You will continue to feel a call to do something. You will open your eyes each morning, and instead of immediately saying, “Oh god, no,” you will say nothing. Nothing will be a small victory.

You truly are a one-trick pony, so you will put out a call on social media:

I’m writing poems through the month of April. Give me a topic. I’ll try to write you a poem. Xo.

The topics will rush in from family, friends, and strangers. Trust. Perseverance. A Future without Hugs. Love. Isolation. Heart. Hope.

These topics will give you feelings of warmth. People are good, and they are suffering. People are sick, from no fault of their own, and they cannot get well. They cannot go to church. They cannot go to school. They cannot go to work. They get poor and then poorer. They drink because they are worried and alone, then drink more because they’re worried about their drinking. There are no parties anymore, no celebrations. The future looks like gray static. The channel has changed, possibly permanently.

Your channel changed in 2017 when you perceived your entire life as having shifted into one gray strip of static. One limitless limbo of suffering. You secretly called it “Middlewretch.” But with this new plague, you have improbably shifted out of Middlewretch, left your corpse behind you, and now you are writing poems for people.

You will find a therapist, and his name will be Ben, and he will be a Buddhist, and he will acknowledge how much you have suffered, and he will remind you that although you are suffering less each day, you will suffer in the future. You are alive, and suffering is the price of living.

You will confide in Ben that as everyone is sick and dying, you are becoming better, you are coming alive, rising from the dead, and although it might make you a terrible person, hey: misery loves company.
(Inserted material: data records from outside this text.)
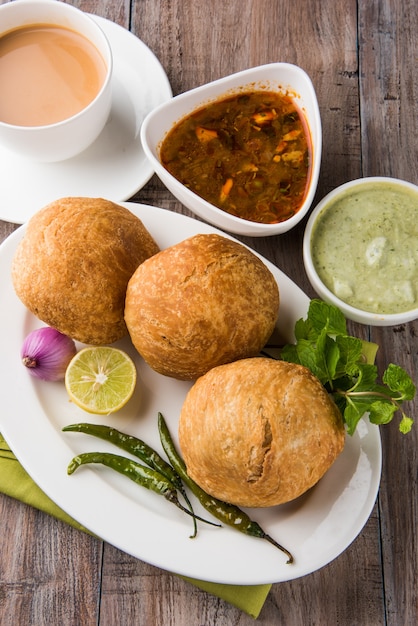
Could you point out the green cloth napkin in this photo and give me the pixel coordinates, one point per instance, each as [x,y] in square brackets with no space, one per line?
[15,482]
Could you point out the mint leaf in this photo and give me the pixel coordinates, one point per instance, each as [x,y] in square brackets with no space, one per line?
[326,316]
[399,381]
[345,366]
[381,412]
[353,413]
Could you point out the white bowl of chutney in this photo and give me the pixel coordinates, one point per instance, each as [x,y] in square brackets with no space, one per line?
[281,78]
[360,250]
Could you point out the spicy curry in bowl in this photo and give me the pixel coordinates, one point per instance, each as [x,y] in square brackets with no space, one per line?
[242,152]
[247,154]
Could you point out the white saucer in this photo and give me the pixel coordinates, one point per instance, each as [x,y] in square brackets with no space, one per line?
[115,166]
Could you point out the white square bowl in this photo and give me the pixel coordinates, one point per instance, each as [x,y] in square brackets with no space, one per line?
[283,77]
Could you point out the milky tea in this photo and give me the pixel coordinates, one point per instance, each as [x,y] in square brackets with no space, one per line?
[47,74]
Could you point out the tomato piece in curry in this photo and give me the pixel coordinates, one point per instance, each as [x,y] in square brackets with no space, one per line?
[248,154]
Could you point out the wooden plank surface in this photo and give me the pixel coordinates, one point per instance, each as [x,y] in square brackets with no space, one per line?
[361,57]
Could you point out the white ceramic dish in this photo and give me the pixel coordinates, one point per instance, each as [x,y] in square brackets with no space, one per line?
[358,187]
[316,528]
[115,166]
[274,76]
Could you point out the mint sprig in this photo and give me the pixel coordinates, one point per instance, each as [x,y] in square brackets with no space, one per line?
[344,365]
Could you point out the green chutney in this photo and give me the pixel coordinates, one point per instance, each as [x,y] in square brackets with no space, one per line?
[365,247]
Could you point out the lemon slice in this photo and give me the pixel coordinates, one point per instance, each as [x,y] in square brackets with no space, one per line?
[100,379]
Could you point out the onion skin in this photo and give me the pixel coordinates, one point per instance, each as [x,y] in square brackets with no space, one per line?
[46,353]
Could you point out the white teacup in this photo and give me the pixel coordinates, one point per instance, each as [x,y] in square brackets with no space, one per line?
[56,140]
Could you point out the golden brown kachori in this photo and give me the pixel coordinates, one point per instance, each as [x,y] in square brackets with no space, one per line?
[74,262]
[259,432]
[205,301]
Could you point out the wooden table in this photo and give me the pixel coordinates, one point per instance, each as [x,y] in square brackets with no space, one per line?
[361,56]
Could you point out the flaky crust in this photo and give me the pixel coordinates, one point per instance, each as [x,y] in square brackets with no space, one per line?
[205,301]
[259,432]
[73,264]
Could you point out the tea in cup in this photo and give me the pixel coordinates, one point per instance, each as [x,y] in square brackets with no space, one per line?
[55,79]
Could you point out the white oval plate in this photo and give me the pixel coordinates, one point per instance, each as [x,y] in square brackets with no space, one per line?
[115,166]
[316,528]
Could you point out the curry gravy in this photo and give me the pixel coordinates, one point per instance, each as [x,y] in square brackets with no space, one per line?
[47,74]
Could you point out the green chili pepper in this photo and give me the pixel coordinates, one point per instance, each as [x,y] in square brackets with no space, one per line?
[130,444]
[137,448]
[227,513]
[144,476]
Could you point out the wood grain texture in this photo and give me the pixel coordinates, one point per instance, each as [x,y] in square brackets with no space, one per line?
[361,57]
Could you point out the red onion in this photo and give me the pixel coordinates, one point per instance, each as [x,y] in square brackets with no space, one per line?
[46,353]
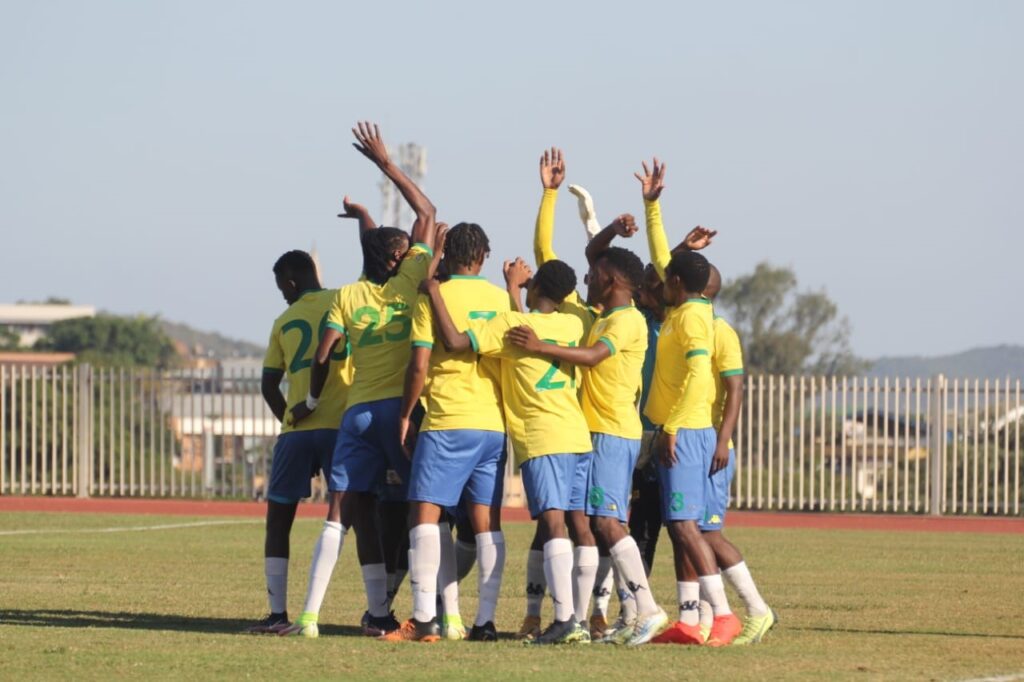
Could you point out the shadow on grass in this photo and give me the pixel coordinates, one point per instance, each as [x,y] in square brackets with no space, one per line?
[904,633]
[129,621]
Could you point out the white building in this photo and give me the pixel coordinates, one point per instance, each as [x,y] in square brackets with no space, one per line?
[31,321]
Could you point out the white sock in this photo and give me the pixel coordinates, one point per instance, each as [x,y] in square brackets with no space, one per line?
[627,600]
[448,581]
[325,556]
[585,560]
[491,558]
[604,582]
[393,584]
[740,580]
[714,591]
[424,564]
[537,582]
[558,571]
[689,598]
[465,555]
[275,569]
[629,564]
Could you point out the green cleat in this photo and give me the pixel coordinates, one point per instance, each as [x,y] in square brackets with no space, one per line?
[755,628]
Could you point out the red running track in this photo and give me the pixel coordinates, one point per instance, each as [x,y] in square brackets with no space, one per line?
[817,520]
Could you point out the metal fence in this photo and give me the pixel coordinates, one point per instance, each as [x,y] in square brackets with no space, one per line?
[937,445]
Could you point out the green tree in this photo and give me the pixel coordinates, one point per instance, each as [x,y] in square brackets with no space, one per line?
[785,331]
[112,340]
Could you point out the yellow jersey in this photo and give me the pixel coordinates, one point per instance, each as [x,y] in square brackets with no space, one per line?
[727,360]
[542,411]
[610,387]
[463,390]
[683,389]
[377,321]
[293,343]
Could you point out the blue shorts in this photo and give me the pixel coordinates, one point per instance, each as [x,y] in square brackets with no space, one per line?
[610,480]
[717,496]
[368,448]
[684,485]
[458,464]
[556,481]
[298,456]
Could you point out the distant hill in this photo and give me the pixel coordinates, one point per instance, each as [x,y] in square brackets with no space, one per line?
[993,363]
[209,344]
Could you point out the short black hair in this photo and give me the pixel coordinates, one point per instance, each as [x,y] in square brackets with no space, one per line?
[555,280]
[692,268]
[295,263]
[466,245]
[378,245]
[626,263]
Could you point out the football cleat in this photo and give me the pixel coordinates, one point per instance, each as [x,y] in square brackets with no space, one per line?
[483,633]
[680,633]
[648,627]
[414,631]
[724,630]
[271,625]
[529,629]
[755,628]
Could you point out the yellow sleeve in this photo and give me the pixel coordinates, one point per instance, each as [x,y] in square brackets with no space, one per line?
[660,254]
[423,324]
[544,249]
[699,380]
[274,357]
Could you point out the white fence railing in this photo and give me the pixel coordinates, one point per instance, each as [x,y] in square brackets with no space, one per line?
[823,443]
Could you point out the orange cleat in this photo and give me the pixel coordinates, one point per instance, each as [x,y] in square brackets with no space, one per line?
[414,631]
[680,633]
[724,630]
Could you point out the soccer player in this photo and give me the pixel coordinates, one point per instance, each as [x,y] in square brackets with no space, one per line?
[374,315]
[545,422]
[460,449]
[302,450]
[613,356]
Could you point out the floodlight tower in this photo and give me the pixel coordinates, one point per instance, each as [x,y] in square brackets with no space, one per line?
[413,161]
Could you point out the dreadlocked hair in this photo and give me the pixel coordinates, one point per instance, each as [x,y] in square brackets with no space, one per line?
[466,245]
[555,280]
[294,263]
[378,249]
[625,263]
[691,268]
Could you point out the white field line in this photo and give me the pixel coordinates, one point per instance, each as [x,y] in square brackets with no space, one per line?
[133,528]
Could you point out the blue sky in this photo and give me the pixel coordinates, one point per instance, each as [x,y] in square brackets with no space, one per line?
[158,157]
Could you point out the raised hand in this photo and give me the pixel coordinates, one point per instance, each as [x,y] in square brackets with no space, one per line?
[525,338]
[552,168]
[652,181]
[517,273]
[370,143]
[698,238]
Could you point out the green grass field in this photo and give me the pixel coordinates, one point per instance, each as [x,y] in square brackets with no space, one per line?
[171,602]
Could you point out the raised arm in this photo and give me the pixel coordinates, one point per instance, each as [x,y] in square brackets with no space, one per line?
[652,182]
[552,174]
[624,225]
[359,213]
[371,144]
[526,338]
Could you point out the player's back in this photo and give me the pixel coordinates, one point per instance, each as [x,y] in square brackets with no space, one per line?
[377,320]
[291,349]
[540,395]
[463,389]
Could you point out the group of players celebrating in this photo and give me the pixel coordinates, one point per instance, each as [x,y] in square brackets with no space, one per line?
[407,387]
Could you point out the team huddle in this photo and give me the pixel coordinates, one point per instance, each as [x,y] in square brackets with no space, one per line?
[409,388]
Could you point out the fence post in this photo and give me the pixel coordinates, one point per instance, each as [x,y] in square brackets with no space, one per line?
[937,444]
[84,429]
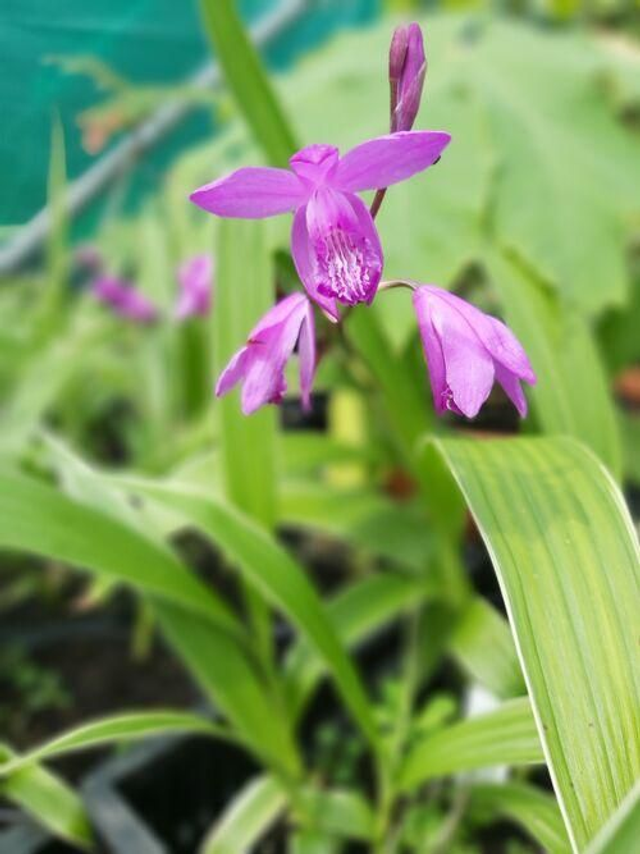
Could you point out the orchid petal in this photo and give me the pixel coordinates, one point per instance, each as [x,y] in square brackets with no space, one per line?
[495,335]
[252,193]
[386,160]
[432,351]
[512,388]
[302,257]
[307,355]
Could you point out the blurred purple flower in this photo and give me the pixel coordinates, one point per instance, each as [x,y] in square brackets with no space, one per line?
[196,287]
[124,299]
[334,241]
[466,351]
[407,69]
[260,364]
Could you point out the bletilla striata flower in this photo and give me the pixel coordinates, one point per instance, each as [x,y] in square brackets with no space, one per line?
[407,70]
[334,241]
[195,279]
[260,364]
[466,351]
[124,299]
Ben will tell you that misery does love company. And more importantly, misery needs company. When people are miserable, they need connection, people who empathize with them, people who listen and allow them to be heard, to be blameless.

Some quick housekeeping:

You will publish your first book called American Empathy. It will be a collection of the poems you wrote by request during the early days of the “viral outbreak,” as it was called then.

You will start to build an online cultural center for the Syrian-Lebanese community you grew up with in your hometown, many of them members of Sacred Heart Church.

This will feel especially significant because, at your lowest point, your absolute rock-bottom, you will strip off all of your clothes, and slip into the night, trying to find Sacred Heart. You are convinced if you can find it, if you can reach it, you will be safe, you will be healed. It is your sacred refuge. You will walk and walk and at first you will feel confident and happy, but as time goes on, you will get colder and colder and more and more lost, and you will start to realize you will never find it, it’s hopeless, and then you black out. After that, something happens. Somebody saves you. But you don’t know who and you don’t know how.

You will be married 20 years on June 15, 2022. After a six-month break, you are living together again. You leave the ring off your finger, but still feel for it several times a day. You decide you will take his last name for your twentieth-year anniversary. Your wedding vows were a fragment of one sentence: things grievous, bitter, but know I will love

You will never end on an unhappy note. This will be your one rule, and you will stick to it. Which is why this book will take you many years to finish.

“What is a happy note?” Ben will ask. “Notes flow into each other. It’s the only thing we can predict. Change from one second to the next.”

And of course, that’s true. Cells will shed. Eventually, you will become a corpse. What happens after that, nobody knows.  Even a fortune-teller can’t see the future of the future.

So you take a leap of faith. Die every moment. It’s like a poem. It has a story, but if asked to explain it, you couldn’t. It would slip away, like the best dream of your life, seconds before waking.